2015 Crystal Ball Gazing
Growth of Microsoft Azure
MS Azure is on its way. Microsoft have often been late to the party when it comes to significant technological change. However, they have usually proved to be excellent at playing catch-up and then becoming a dominant player. Cloud computing is no different.
Amazon and Google have been offering “Public Cloud” services for a number of years and although MS claim Azure has been around for over 10 years, they have only really been marketing it as a “Public Cloud” for the last year or so. That being said, they are now pushing hard to make Azure the “Public Cloud” of choice. If past experience is anything to go by, once the MS juggernaut gets into gear, very little can stop it. Expect to see a lot more of MS Azure during 2015.
Further hype of cloud
The term “Cloud” has become one of those things that everybody wants, almost without question.
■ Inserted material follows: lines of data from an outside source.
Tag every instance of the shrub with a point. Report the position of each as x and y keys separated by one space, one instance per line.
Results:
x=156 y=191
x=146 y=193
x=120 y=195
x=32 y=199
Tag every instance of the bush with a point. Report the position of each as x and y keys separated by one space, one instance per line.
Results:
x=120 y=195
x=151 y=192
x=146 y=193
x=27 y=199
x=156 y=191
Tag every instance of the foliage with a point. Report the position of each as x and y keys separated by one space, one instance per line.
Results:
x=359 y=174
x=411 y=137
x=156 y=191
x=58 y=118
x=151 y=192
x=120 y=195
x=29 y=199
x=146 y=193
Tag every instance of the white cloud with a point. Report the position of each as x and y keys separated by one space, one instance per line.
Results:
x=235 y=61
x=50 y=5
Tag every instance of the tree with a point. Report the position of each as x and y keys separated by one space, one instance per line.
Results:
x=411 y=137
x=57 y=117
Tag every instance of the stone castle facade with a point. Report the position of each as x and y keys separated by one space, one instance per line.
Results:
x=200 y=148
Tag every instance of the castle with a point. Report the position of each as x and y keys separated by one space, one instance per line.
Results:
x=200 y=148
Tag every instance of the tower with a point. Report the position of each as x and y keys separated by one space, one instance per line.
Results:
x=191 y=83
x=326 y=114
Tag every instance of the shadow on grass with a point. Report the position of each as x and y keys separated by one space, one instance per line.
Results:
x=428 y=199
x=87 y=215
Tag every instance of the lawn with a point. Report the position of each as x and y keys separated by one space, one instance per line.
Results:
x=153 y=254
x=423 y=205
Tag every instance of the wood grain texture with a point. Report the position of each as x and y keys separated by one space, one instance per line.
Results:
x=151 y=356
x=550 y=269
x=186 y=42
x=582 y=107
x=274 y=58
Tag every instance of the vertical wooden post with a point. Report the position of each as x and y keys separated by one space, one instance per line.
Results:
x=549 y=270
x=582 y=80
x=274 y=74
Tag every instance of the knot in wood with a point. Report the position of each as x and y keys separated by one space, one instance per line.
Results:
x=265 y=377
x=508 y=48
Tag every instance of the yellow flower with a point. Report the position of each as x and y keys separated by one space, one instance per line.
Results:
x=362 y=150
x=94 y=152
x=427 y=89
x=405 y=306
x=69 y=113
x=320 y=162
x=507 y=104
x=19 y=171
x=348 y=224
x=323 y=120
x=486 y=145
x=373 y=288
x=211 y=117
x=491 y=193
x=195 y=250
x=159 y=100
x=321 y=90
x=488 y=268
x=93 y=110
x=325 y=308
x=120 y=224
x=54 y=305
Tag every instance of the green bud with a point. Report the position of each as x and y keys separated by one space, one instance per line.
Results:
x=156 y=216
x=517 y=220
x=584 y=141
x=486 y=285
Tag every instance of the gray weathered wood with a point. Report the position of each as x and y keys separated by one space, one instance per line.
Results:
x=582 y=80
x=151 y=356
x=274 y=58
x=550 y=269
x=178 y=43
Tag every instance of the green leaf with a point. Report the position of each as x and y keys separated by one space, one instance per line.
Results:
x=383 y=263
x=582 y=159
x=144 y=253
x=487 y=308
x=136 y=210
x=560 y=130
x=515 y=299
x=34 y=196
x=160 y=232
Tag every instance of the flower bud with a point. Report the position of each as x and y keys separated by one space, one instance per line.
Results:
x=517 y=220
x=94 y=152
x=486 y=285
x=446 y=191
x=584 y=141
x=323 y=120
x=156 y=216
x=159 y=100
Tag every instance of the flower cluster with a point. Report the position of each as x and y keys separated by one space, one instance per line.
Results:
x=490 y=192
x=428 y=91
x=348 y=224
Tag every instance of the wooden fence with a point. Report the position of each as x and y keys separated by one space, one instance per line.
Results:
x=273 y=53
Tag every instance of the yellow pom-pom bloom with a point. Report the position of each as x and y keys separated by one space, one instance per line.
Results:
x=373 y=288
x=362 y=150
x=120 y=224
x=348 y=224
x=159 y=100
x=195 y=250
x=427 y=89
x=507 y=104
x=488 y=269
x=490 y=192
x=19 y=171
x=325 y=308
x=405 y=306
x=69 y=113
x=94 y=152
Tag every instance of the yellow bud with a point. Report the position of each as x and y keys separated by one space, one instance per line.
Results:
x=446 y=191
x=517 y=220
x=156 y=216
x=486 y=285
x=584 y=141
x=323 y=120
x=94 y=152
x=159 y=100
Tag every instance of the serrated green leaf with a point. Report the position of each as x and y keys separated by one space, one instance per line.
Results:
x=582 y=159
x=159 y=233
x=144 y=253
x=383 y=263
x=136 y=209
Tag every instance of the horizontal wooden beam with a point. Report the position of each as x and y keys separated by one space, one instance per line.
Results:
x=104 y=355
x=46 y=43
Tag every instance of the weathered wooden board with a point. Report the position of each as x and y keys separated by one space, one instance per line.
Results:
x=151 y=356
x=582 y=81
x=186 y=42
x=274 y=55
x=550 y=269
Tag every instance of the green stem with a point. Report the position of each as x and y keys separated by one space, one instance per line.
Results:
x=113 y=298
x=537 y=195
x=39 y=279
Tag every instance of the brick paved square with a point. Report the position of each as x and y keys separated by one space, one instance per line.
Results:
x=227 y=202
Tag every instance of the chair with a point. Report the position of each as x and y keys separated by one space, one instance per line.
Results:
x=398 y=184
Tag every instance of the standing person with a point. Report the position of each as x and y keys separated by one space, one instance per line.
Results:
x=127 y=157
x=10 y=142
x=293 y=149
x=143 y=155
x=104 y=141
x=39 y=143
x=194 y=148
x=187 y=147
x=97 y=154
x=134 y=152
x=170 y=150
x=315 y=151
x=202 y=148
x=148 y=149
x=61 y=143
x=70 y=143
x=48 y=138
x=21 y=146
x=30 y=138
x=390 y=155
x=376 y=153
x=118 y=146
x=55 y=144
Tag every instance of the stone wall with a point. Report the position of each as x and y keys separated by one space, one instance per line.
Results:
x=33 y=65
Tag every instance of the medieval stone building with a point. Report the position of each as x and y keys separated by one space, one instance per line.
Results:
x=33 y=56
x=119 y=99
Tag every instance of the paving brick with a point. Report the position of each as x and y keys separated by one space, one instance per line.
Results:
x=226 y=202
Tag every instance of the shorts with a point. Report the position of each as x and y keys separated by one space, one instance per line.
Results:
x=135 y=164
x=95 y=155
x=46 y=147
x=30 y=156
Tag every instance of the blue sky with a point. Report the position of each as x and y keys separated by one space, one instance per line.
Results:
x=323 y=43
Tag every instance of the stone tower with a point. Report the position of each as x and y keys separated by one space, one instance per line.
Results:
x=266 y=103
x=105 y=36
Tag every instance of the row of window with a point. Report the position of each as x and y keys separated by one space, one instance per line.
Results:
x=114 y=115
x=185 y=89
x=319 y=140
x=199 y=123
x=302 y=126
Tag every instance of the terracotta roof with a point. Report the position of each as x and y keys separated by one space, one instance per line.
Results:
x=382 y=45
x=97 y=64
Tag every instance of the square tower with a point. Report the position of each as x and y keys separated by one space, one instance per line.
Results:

The key thing to remember is that there is no single definition of the term “Cloud”. There are very different service offerings available, all called “Cloud”, some of which may be suitable for you, many of which will not be suitable.
Gartner have produced a very sensible report entitled “The Top 10 Cloud Myths”, which, as the name suggests, attempts to debunk the hype that surrounds the term “Cloud”. It advises businesses to “Avoid 'One Size Fits All' Answers to Complex Situations” and that “Cloud Is Not One Thing”. A particular favourite is “Myth 2: You Have to Be Cloud to Be Good”. The point is that, like all technology, Cloud fits some business cases and doesn’t fit others. The skill is being able to identify which option is best for your business.
That being said, revenue streams are much healthier for suppliers that sell cloud based services, so expect more hyperbole as they try to sell their services regardless of the business case.
Rename of Lync to Skype for Business
One of the more surprising snippets to emerge at the end of 2014 was the announcement that MS are renaming Lync, their Unified Communications platform, to Skype for Business. It is surprising because Skype is definitely in “Consumer Technology” camp. Whilst it has been around for a long time and millions of people use it, it has never been touted as business class technology.
MS Lync is/was a very good product, and it has become more affordable for the “Medium Sized Enterprise”. However, giving it the name of a consumer based free phone call product, doesn’t seem that smart. There was a time when brand perception was everything. With this move, Microsoft are telling us that brand awareness is more important. Time will tell whether they are correct, but I guess they probably are.